Unexpected fact: The outside main floor of the National Science Foundation building has a Quiznos and a bagel shop.
Despite the ugly early start for my flight to the NSF, everything went about as smoothly as could be hoped for. I got there about on time. I got to have lunch at Ruby Tuesday (which we don't have locally, but see ads for all the time).
I got my PocketPC successfully set up for NSF wireless internet access – in fact, the staffer who help me told me she had fun doing it, because she'd never tried to set up their wireless system on a Pocket PC before. I got a tiny bit lost, because the initial poster session was not on the room written on my badge, but again, found the starting poster session in time.
The featured speaker at dinner, Elaine Seymour, was very good, very thought provoking. And just to prove that the scientific community is way too small, met someone at dinner and found we had one degree of separation between us: he knew someone in our department, my buddy Fred.
I never sleep well in hotels, particularly the first night, so I wasn't real pleased that the next day started early and went long. But heard quite a few important things, and had no shortage of things to think about. Another keynote speaker, Tyrone Hayes, was awesome. Although he said to me later he is normally a "PowerPoint maniac," he made absolutely the right choice in ditching all that and delivering a fairly personal talk about his experience being a minority in research, and some of his success in mentoring minorities in research.
After the afternoon sessions finished, I just walked around some of the stores in a nearby mall, and ran into a few workshop participants for dinner at the Rock Bottom Brewery. (They'd been told there was a Macaroni Grill in the mall, but it had shut down!), and ended up talking with several of them in the hotel bar for even longer after getting back to the hotel.
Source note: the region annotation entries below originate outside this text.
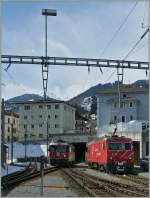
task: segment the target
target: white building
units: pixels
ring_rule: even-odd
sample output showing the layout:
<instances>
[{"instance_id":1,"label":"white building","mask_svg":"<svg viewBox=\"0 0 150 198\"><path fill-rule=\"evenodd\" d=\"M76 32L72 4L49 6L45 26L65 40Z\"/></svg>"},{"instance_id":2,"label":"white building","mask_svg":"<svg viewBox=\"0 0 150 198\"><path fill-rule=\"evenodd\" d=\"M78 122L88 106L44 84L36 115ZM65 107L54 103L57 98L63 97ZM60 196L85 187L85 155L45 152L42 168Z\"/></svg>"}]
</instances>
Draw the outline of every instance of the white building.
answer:
<instances>
[{"instance_id":1,"label":"white building","mask_svg":"<svg viewBox=\"0 0 150 198\"><path fill-rule=\"evenodd\" d=\"M75 129L75 108L59 100L27 101L17 103L20 114L20 131L24 139L45 139Z\"/></svg>"},{"instance_id":2,"label":"white building","mask_svg":"<svg viewBox=\"0 0 150 198\"><path fill-rule=\"evenodd\" d=\"M13 136L13 141L20 138L19 132L19 114L12 111L5 111L4 113L4 138L5 142L10 142Z\"/></svg>"},{"instance_id":3,"label":"white building","mask_svg":"<svg viewBox=\"0 0 150 198\"><path fill-rule=\"evenodd\" d=\"M149 92L146 86L122 85L119 94L117 86L100 91L97 94L97 127L98 136L109 133L117 127L119 133L132 138L137 150L137 158L148 155L149 129L145 133L142 123L149 121ZM136 127L127 128L127 123L137 120ZM123 128L119 128L123 126ZM126 127L125 127L126 126ZM137 135L135 135L137 134Z\"/></svg>"}]
</instances>

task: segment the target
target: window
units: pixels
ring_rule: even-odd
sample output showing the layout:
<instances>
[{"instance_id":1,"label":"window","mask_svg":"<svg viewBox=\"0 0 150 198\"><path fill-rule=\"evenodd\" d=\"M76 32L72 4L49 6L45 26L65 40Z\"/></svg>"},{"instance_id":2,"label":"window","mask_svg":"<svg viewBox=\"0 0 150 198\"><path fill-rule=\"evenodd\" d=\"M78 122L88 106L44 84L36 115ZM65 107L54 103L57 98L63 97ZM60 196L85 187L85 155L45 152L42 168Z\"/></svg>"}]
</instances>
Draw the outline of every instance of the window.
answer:
<instances>
[{"instance_id":1,"label":"window","mask_svg":"<svg viewBox=\"0 0 150 198\"><path fill-rule=\"evenodd\" d=\"M9 136L7 136L7 141L8 141L8 142L10 141L10 137L9 137Z\"/></svg>"},{"instance_id":2,"label":"window","mask_svg":"<svg viewBox=\"0 0 150 198\"><path fill-rule=\"evenodd\" d=\"M30 106L29 105L24 106L24 110L30 110Z\"/></svg>"},{"instance_id":3,"label":"window","mask_svg":"<svg viewBox=\"0 0 150 198\"><path fill-rule=\"evenodd\" d=\"M146 142L146 156L149 155L149 142Z\"/></svg>"},{"instance_id":4,"label":"window","mask_svg":"<svg viewBox=\"0 0 150 198\"><path fill-rule=\"evenodd\" d=\"M121 102L120 107L121 108L125 107L125 103L124 102Z\"/></svg>"},{"instance_id":5,"label":"window","mask_svg":"<svg viewBox=\"0 0 150 198\"><path fill-rule=\"evenodd\" d=\"M10 118L8 118L8 123L10 123Z\"/></svg>"},{"instance_id":6,"label":"window","mask_svg":"<svg viewBox=\"0 0 150 198\"><path fill-rule=\"evenodd\" d=\"M55 109L59 109L59 105L57 104L57 105L55 105Z\"/></svg>"},{"instance_id":7,"label":"window","mask_svg":"<svg viewBox=\"0 0 150 198\"><path fill-rule=\"evenodd\" d=\"M117 121L117 116L114 116L114 121Z\"/></svg>"},{"instance_id":8,"label":"window","mask_svg":"<svg viewBox=\"0 0 150 198\"><path fill-rule=\"evenodd\" d=\"M59 128L59 124L55 124L55 128Z\"/></svg>"},{"instance_id":9,"label":"window","mask_svg":"<svg viewBox=\"0 0 150 198\"><path fill-rule=\"evenodd\" d=\"M55 119L58 118L58 115L55 115Z\"/></svg>"},{"instance_id":10,"label":"window","mask_svg":"<svg viewBox=\"0 0 150 198\"><path fill-rule=\"evenodd\" d=\"M130 115L130 120L133 120L133 116L132 115Z\"/></svg>"},{"instance_id":11,"label":"window","mask_svg":"<svg viewBox=\"0 0 150 198\"><path fill-rule=\"evenodd\" d=\"M122 150L122 143L120 142L110 142L108 143L109 150Z\"/></svg>"},{"instance_id":12,"label":"window","mask_svg":"<svg viewBox=\"0 0 150 198\"><path fill-rule=\"evenodd\" d=\"M47 105L47 109L51 109L51 105Z\"/></svg>"},{"instance_id":13,"label":"window","mask_svg":"<svg viewBox=\"0 0 150 198\"><path fill-rule=\"evenodd\" d=\"M131 143L124 143L125 150L131 150Z\"/></svg>"},{"instance_id":14,"label":"window","mask_svg":"<svg viewBox=\"0 0 150 198\"><path fill-rule=\"evenodd\" d=\"M24 116L24 120L26 120L27 119L27 116Z\"/></svg>"},{"instance_id":15,"label":"window","mask_svg":"<svg viewBox=\"0 0 150 198\"><path fill-rule=\"evenodd\" d=\"M122 119L122 122L125 122L125 116L122 116L121 119Z\"/></svg>"},{"instance_id":16,"label":"window","mask_svg":"<svg viewBox=\"0 0 150 198\"><path fill-rule=\"evenodd\" d=\"M133 107L133 103L132 103L132 102L130 102L129 106L130 106L130 107Z\"/></svg>"},{"instance_id":17,"label":"window","mask_svg":"<svg viewBox=\"0 0 150 198\"><path fill-rule=\"evenodd\" d=\"M43 134L39 134L39 138L42 138L43 137Z\"/></svg>"}]
</instances>

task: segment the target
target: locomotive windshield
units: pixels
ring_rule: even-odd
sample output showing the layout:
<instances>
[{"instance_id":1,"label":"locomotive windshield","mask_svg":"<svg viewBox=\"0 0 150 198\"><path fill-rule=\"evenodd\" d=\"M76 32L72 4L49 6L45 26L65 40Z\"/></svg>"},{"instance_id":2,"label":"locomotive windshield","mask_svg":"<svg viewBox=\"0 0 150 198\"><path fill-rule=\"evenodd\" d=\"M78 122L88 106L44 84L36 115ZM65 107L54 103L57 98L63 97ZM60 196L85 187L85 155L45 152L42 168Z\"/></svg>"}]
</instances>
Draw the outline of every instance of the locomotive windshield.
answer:
<instances>
[{"instance_id":1,"label":"locomotive windshield","mask_svg":"<svg viewBox=\"0 0 150 198\"><path fill-rule=\"evenodd\" d=\"M60 152L60 153L67 152L68 149L69 149L68 145L55 145L49 147L49 151Z\"/></svg>"},{"instance_id":2,"label":"locomotive windshield","mask_svg":"<svg viewBox=\"0 0 150 198\"><path fill-rule=\"evenodd\" d=\"M120 142L110 142L108 143L109 150L122 150L122 143Z\"/></svg>"},{"instance_id":3,"label":"locomotive windshield","mask_svg":"<svg viewBox=\"0 0 150 198\"><path fill-rule=\"evenodd\" d=\"M109 142L108 149L109 150L131 150L131 143Z\"/></svg>"},{"instance_id":4,"label":"locomotive windshield","mask_svg":"<svg viewBox=\"0 0 150 198\"><path fill-rule=\"evenodd\" d=\"M131 150L131 143L125 143L124 144L125 150Z\"/></svg>"}]
</instances>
It was really a stupidly long day. But in the morning, I was able to find a place with good croissants for breakfast, which I appreciated. It's so hard to find good croissants in southern Texas...
And since getting back, I've been trying to get this undergrad research program up and ready to run. Many meetings, many emails, many things to plan. I'm quickly finding that I have to be thinking about things that are years away, which is not easy for me. So I look forward to receiving the massive wall calendar / planner I asked for.